Small NE Tenn. counties see new home growth spurt; permits total up, but growth rate takes a hit


New residential permits were 6% better during the first half of this year than last year, and the smaller counties in the region are showing a new home growth spurt.

That’s the good news from The Market Edge’s just released mid-year Building Trends Report.

q2 2016 CHART

CLICKING ON CHART RENDERS A LARGER VERSION

The not so good news is the region’s growth rate is less than half of what it was last year, and what has been the region’s hottest new home market – Washington Co. TN – saw a 15% drop in permit pulls.

That decline warrants a quick examination before we go onto the rest of the report because while it’s accurate, it’s not an apples to apples comparison. Here’s why. During the first half of last year, Washington County saw permit pulls for two town home projects that were rental developments. However, they were permitted as PUDs so each unit counted as a new residential permit. A little balancing of the numbers doesn’t totally change the outcome. Washington County still saw fewer new residential permits (six) than the previous year – just not as much as the percent change shows.

The post-recession history of new home construction in the Tri-Cities region has been one of a rapid decline that bottomed out in 2009, a weak rebound in 2010 followed by three years of slow contraction.  Last year was a pretty good year. New permits were 16.9% better than the first half of 2014. The year ended up with a 17% gain, and The Market Edge’s projection for this year is a little better than that.

As always Washington and Sullivan counties dominated new residential permits, but their share of the region’s total slipped from 69.3% the first half of last year to 62.1% this year.

Carter County led the small county growth spurt, followed by Greene Co.

Scott Co. VA showed a big percentage change, but since its permit total trails the other counties, the unit gain isn’t that great.

Some of the factors behind fewer permits in the larger counties is a slowdown in new home construction in the cities where new annexation laws have put the lid on growth. There’s also been a shift toward rental and multi-family constructions – especially in Sullivan County where several major developments are underway and more are in the planning stages.

Other reasons include slow to negative population growth. Since the region’s death rate is higher than the birth rate the only growth is migration. According to Census reports, almost all of that has gone to the Johnson City metro area for the past two years. The region also a demographic profile that is heavily weighted to folks who are nearing or have moved past the traditional retirement thresholds, but there hasn’t been much new home development targeted to that market.

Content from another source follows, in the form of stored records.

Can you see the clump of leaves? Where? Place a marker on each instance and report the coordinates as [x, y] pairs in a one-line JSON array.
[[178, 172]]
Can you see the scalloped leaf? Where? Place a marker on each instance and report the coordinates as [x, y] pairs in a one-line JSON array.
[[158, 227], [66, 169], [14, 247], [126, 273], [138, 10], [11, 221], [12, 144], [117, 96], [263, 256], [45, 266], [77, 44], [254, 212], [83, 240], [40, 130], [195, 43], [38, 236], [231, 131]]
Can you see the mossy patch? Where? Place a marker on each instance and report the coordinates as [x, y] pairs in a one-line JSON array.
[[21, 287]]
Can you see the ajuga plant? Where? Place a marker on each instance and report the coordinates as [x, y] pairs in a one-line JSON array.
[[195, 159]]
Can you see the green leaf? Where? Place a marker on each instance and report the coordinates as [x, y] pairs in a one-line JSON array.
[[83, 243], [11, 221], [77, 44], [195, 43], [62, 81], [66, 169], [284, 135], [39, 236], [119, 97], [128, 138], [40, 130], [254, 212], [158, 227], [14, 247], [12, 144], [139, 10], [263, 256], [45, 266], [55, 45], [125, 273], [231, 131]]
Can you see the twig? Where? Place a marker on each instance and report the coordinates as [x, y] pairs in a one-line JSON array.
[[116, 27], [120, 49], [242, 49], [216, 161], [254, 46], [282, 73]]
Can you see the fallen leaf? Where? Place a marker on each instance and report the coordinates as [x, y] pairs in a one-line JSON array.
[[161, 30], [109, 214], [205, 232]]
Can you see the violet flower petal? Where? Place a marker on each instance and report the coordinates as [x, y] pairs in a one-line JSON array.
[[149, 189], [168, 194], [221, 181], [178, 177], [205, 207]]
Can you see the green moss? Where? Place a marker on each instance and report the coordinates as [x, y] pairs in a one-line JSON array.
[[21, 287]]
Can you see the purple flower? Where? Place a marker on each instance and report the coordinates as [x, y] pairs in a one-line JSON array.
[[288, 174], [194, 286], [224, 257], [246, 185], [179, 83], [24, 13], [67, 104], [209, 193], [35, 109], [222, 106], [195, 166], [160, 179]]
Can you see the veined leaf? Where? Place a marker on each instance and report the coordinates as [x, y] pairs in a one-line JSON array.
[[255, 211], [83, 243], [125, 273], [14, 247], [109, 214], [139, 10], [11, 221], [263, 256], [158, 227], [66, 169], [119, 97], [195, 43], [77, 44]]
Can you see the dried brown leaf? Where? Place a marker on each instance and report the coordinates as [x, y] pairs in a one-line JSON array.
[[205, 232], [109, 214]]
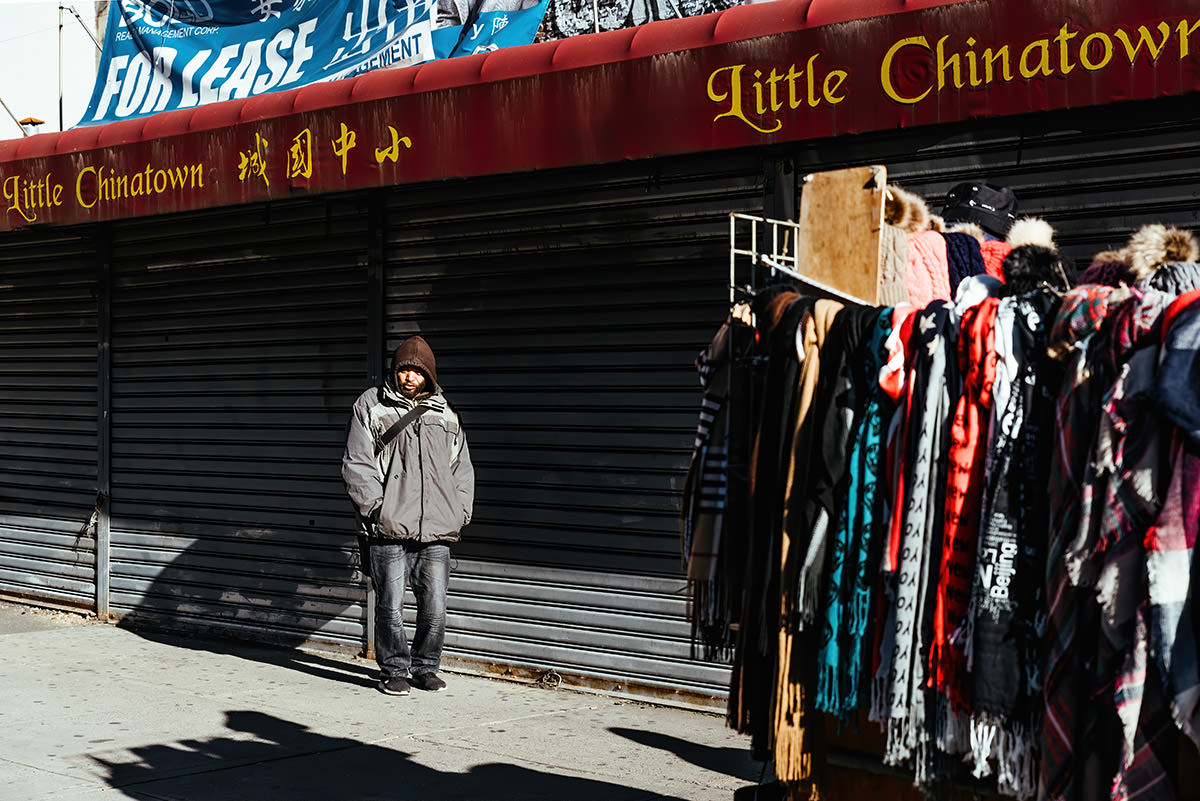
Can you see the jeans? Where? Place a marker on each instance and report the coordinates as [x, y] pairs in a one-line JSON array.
[[426, 568]]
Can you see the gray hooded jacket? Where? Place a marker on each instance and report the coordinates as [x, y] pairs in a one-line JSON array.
[[419, 487]]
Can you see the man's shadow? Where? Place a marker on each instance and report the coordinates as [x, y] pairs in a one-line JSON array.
[[187, 606], [271, 759]]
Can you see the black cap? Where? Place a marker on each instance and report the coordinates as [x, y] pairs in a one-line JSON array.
[[988, 205]]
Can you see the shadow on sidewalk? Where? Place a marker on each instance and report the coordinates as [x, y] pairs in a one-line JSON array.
[[271, 759], [313, 664], [731, 762]]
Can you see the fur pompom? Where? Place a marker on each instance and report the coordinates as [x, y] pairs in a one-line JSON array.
[[1155, 245], [1029, 266], [905, 210], [1031, 230]]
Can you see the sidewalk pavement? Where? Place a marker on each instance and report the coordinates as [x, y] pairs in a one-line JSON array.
[[94, 711]]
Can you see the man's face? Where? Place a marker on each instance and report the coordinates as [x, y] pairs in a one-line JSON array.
[[409, 381]]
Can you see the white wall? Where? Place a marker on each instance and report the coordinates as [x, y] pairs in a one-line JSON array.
[[29, 61]]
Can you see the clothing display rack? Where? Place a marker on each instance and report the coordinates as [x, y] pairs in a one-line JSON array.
[[805, 549]]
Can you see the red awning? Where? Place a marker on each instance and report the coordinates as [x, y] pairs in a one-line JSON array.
[[771, 72]]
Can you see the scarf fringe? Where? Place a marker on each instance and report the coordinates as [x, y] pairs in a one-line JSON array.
[[953, 728], [810, 572], [1009, 747], [897, 751], [879, 710]]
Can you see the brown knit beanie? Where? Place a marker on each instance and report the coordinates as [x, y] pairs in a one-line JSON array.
[[417, 353]]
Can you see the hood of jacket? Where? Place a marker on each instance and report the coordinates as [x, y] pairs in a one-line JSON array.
[[415, 353]]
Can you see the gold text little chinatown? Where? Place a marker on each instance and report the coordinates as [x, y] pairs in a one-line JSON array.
[[760, 95], [95, 185]]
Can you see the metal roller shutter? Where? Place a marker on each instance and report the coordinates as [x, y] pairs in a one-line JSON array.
[[565, 311], [238, 349], [48, 402]]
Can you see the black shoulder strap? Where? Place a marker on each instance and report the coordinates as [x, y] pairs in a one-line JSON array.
[[397, 427]]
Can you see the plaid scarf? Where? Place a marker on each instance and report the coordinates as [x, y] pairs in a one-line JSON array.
[[1173, 571], [1067, 716]]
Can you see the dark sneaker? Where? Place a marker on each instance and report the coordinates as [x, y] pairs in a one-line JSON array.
[[429, 682], [394, 686]]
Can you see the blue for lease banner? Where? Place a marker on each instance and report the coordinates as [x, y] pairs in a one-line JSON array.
[[169, 54]]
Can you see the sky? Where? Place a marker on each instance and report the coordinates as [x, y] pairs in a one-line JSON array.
[[29, 49]]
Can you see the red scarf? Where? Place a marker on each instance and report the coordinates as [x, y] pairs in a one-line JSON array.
[[964, 497]]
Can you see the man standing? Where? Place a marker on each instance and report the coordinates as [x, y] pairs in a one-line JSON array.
[[408, 471]]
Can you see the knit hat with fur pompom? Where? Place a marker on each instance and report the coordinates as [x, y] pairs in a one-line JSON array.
[[1033, 260]]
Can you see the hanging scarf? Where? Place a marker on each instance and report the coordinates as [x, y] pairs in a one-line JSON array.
[[1007, 594], [1173, 571], [749, 710], [964, 494], [930, 348], [795, 736], [835, 410], [1079, 318], [1110, 506], [894, 381], [851, 574], [707, 493]]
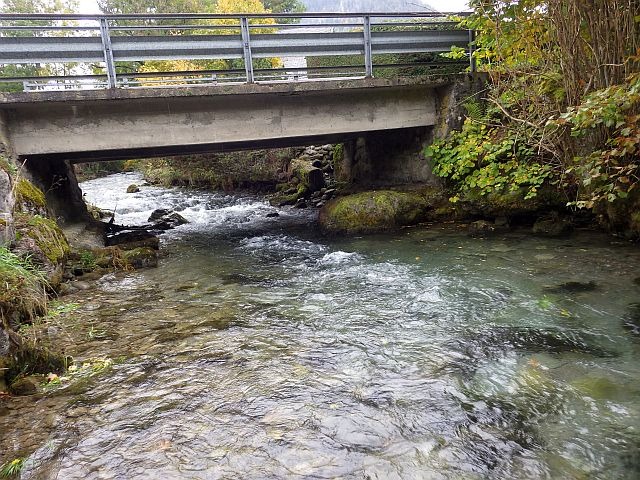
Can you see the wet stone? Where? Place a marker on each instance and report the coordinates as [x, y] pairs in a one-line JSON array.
[[573, 287], [631, 320]]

And, last but not least, the recovery has seen a redistribution of wealth here as it has in other areas. While job creation is increasing the quality of many of the new jobs created for the more service-oriented economy isn’t equal to the jobs lost during the recession.

The recession also put many construction firms out of business and drove some of the new home developers to the sidelines. Tight lending standards have also had an effect because the region is a spec home market. Several developers say the new home level we’re now seeing could be a new normal. Other real estate professional say the lack of more new home inventory is holding back the growth of the local housing market as a whole.

The expansion in the smaller counties dovetails with single-family resales this year. As shallow as it is, the recovery the region that began in the cities is expanding to the smaller communities.

Here’s how the new residential permit pulls looked at mid-year compared to the first six months of last year.

Carter Co. 41, up from 22.

Greene Co 53, up from 43.

Hawkins Co. 10, up from nine.

Sullivan Co. 117, up from 105.

Washington Co. TN  147, down from 173. (Knock off 20 to get a better idea of the situation minus the town homes).

Scott Co. VA 15, up from 11.

Washington Co. VA 42, up from 38.

Region 425, up from 401.

The 6% year-to-date mid-year growth rate for the Tri-Cities trails Knoxville’s 8%. Chattanooga was a mid-year rate increase of 22%.